Governance Safeguards
Governance safeguards apply to all CSO staff both permanent and temporary.
Specific safeguards re COVID-19 Health Data
- All COVID-19-related data containing personal identifiers or Special Category data must be received and
registered via the CSO Administrative Data Centre (ADC)
- Identity variables are separated at the earliest possible stage in the data processing following receipt in the CSO
- If all steps in the relevant internal approvals processes are complied with, then access to the identified datasets
only will be granted for a maximum of one year
- Every six months, registered users are required to certify that they still require access to the data and are
compliant with CSO Data Management Policy
- ADC is informed by Human Resources of all staff changes, with access of staff who leave the CSO or whose
roles have changed removed promptly
- All registered users of each ADC dataset are identified on the ADC Portal
- Access lists are regularly reviewed to ensure that access is restricted to the fewest possible number of staff
- As specified in the CSO Data Management Policy, A1 (personally identifiable) data must not be shared between
any business areas of the CSO
Physical and IT Related Safeguards
- In 2019, the CSO was audited against and passed the European Statistical System IT Security Framework
- All administrative data are stored on secure in-house servers
- CSO buildings containing the servers are protected by CCTV and alarm systems
- Entry to CSO buildings require the use of a personal ID badge which must always be worn and visible
- Automated daily checks take place to ensure only authorised CSO staff have access to administrative data stored in the ADC warehouse. Unauthorised access is addressed immediately and removed if required
Risk Assessment
A detailed Risk Assessment was completed in the preparation of this DPIA. It is not being included as part of the summary as it contains detail on operational and security measures and controls.

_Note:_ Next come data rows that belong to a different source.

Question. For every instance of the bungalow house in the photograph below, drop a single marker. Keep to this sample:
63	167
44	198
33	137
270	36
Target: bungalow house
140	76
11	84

Risk descriptions included:
- illegitimate access,
- illegal data download,
- data breach, and
- disappearance or loss of data.
Specific use cases were considered, assigned risk owners and scored. Controls in place to mitigate the risk were outlined for each.
The scores were re-assessed based on these mitigating controls and re-scored. In addition, each use case outlined action(s) to mitigate the risk if it occurred.